I accept that I have wandered. There are, in fact, two quite different issues in my mind. The first is the need to break through the barriers created by the winning side to understand the sense of loss on the other side, the second question of institutional fragility.

Without going into details at this point, if we look at the UK the decision first by Prime Minister Cameron to go for a Brexit referendum and then Prime Minister May's decision to go to an early election has graphically revealed UK fault lines that leave the very survival of the United Kingdom at risk.         


Anonymous said...

I hope somewhere in your NE writings you pay some regard to the role, now diminishing, of the various service clubs - Rotary, Lions, Quota, Apex, CWA, etc.

Just finished a sad conversation with a lady from Mittagong, member of Quota, who I'd been supporting in their efforts in reading to 'backward' children (apologies for non-PC) - i.e. disadvantaged, migrant, or simply struggling, for whatever reason.

She rang to say that she, and the only other surviving member of their Quota branch, had had to call it quits - she's 81, the other lady is 10 years her senior.
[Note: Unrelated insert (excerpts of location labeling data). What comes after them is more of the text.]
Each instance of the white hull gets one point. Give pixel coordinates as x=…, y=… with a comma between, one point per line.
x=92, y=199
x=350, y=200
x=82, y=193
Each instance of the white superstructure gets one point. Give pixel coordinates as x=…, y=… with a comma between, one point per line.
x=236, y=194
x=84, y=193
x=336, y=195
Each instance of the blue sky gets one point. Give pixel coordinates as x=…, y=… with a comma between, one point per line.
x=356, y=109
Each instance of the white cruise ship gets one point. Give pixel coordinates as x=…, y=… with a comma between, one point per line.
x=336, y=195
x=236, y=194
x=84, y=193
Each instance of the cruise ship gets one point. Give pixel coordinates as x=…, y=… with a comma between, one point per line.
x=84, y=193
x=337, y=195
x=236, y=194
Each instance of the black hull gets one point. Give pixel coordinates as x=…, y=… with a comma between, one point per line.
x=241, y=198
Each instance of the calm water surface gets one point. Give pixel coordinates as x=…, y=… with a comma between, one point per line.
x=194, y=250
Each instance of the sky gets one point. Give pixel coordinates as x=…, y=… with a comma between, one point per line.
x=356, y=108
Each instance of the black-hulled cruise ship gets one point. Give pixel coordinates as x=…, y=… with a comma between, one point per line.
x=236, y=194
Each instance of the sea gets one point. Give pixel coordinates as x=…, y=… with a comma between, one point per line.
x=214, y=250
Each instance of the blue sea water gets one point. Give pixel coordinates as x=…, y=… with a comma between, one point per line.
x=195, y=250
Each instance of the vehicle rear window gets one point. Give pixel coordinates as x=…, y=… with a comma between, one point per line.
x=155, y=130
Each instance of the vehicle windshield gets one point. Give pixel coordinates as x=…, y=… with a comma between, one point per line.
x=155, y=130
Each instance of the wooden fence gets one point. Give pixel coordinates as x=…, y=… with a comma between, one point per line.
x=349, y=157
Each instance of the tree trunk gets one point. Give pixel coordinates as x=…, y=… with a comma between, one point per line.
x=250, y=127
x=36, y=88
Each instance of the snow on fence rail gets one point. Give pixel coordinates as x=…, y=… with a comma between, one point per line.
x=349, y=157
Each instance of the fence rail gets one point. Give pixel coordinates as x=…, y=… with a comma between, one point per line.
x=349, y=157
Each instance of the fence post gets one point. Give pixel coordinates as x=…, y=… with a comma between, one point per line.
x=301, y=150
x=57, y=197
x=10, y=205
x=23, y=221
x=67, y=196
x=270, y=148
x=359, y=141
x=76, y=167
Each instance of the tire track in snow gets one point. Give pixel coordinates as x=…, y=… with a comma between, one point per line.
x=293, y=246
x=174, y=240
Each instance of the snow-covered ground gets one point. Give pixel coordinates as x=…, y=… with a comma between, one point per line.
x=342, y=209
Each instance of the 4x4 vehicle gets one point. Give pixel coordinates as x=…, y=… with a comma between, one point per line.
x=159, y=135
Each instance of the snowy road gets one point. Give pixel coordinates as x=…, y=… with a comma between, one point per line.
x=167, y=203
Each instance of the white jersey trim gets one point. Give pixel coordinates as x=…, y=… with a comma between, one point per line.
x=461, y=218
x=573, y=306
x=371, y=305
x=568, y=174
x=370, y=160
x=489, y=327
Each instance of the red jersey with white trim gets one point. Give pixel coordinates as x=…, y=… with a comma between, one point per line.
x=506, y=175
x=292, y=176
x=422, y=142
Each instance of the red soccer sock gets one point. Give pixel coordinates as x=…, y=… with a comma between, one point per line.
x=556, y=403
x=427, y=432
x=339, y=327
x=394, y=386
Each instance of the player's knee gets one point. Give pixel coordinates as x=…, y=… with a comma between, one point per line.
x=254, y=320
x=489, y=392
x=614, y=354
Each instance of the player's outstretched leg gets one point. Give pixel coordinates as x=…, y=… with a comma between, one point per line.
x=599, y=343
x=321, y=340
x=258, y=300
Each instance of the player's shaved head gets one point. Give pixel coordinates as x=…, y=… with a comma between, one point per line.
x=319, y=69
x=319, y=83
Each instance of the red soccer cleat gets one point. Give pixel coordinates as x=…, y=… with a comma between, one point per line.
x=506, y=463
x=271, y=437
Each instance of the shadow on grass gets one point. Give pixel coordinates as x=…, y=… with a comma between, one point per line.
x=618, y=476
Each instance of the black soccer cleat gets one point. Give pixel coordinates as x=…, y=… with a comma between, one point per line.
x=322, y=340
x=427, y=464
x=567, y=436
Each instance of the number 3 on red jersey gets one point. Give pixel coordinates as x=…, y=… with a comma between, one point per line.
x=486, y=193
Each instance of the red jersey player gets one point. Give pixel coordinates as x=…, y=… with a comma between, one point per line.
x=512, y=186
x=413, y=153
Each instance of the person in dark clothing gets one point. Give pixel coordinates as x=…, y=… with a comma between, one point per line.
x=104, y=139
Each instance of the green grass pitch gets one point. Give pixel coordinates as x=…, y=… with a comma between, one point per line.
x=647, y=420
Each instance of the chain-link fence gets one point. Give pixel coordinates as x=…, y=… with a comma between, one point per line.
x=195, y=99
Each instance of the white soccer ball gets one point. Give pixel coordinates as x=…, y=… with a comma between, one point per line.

We've lost a lot of good, make that magnificent, local voluntary organisations over the years - which is not to underplay the Rural Firies, and such - but it's just sad that such a proud and effective part of community life now seems lost and I hope a tiny part of your NE history touches upon their contributions.


Jim Belshaw said...

That is indeed sad, kvd. I have written about the decline in volunteering and service clubs before. Their loss is sad.

I don't actually have a specific section or thread on voluntary organisations including service clubs at the moment. They are there, but as part of the texture. I need to look at that, for the decline is part of the social change at the end of my period.